The claim that Roosevelt betrayed Eastern Europe at Yalta, and that he set the stage for 40 years of Soviet domination, is an old right-wing canard. By repeating it, and by publicly charging that the Yalta agreement was in the “unjust tradition” of Hitler’s deal with Stalin, Bush was simply engaging in cheap historical revisionism. His glib comments belong to the Ann Coulter school of history.
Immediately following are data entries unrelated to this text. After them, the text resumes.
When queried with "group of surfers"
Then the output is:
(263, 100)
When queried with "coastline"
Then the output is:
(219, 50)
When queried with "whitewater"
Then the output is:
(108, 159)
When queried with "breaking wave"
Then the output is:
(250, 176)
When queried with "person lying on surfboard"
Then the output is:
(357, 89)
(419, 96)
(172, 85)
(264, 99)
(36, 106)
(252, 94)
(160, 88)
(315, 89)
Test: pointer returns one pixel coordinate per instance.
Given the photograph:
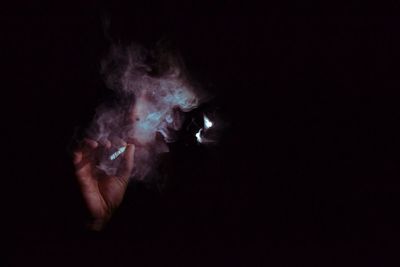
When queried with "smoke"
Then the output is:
(153, 92)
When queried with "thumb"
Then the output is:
(128, 162)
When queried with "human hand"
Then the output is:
(101, 192)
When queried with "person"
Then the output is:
(102, 193)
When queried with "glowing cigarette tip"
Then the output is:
(117, 153)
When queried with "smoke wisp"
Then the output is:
(153, 92)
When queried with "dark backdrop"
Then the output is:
(306, 173)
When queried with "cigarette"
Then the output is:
(117, 153)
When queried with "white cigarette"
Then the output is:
(117, 153)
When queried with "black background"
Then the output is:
(307, 173)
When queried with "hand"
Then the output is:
(102, 193)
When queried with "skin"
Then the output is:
(102, 193)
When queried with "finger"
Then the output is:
(78, 156)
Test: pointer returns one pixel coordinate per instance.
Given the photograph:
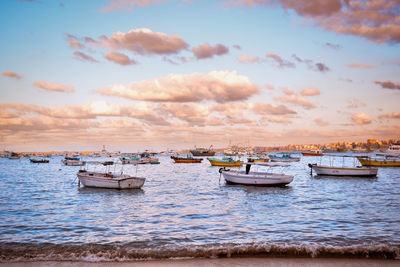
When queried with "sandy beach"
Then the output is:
(257, 262)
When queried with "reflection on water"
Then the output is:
(190, 205)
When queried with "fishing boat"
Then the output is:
(109, 179)
(225, 162)
(312, 153)
(284, 158)
(39, 160)
(358, 171)
(186, 160)
(73, 161)
(202, 152)
(380, 162)
(257, 178)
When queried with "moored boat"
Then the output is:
(73, 161)
(312, 153)
(202, 152)
(186, 160)
(358, 171)
(380, 162)
(225, 162)
(39, 160)
(257, 178)
(284, 158)
(109, 180)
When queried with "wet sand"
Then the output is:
(257, 262)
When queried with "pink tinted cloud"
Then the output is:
(83, 57)
(393, 115)
(360, 66)
(143, 41)
(361, 118)
(310, 91)
(375, 20)
(220, 86)
(279, 61)
(54, 87)
(119, 58)
(12, 74)
(389, 85)
(321, 122)
(75, 44)
(248, 59)
(207, 51)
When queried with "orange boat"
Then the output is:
(186, 160)
(312, 153)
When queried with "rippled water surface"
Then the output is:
(190, 206)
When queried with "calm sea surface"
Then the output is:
(187, 210)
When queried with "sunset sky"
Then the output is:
(158, 74)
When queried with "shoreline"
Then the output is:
(257, 262)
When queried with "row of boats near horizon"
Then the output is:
(261, 163)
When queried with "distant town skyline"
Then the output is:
(135, 75)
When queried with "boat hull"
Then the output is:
(221, 163)
(73, 162)
(379, 162)
(336, 171)
(256, 178)
(102, 180)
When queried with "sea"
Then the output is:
(187, 211)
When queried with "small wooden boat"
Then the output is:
(186, 160)
(380, 162)
(284, 158)
(312, 153)
(344, 171)
(109, 180)
(73, 161)
(256, 178)
(225, 162)
(39, 160)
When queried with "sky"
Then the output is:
(174, 74)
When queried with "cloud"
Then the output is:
(360, 66)
(83, 57)
(271, 109)
(311, 65)
(248, 59)
(361, 118)
(355, 103)
(142, 41)
(207, 51)
(389, 85)
(119, 58)
(55, 87)
(12, 74)
(310, 91)
(220, 86)
(377, 20)
(333, 46)
(321, 122)
(281, 63)
(393, 115)
(75, 44)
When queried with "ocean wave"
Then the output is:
(16, 252)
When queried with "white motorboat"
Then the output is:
(109, 179)
(73, 161)
(344, 171)
(257, 178)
[. . .] One element of the right-wing mythology developed in those years was that Alger Hiss, who served during the war as an assistant to Secretary of State Edward Stettinius Jr. — and who was charged in the years that followed with being a Soviet spy and was convicted of perjury — was instrumental in getting Roosevelt to collude with Stalin against Churchill. It was none other than Joseph McCarthy who declared in February 1950 that “if time permitted, it might be well to go into detail about the fact that Hiss was Roosevelt’s chief advisor at Yalta when Roosevelt was admittedly in ill health and tired physically and mentally.” In later decades, conservatives such as Ronald Reagan would denounce any negotiations with the Soviet Union as portending a new “Yalta.”
We need to understand just how far to the right Bush’s statement was. This is back to McCarthyism. And where will it go from here? Watch your backs.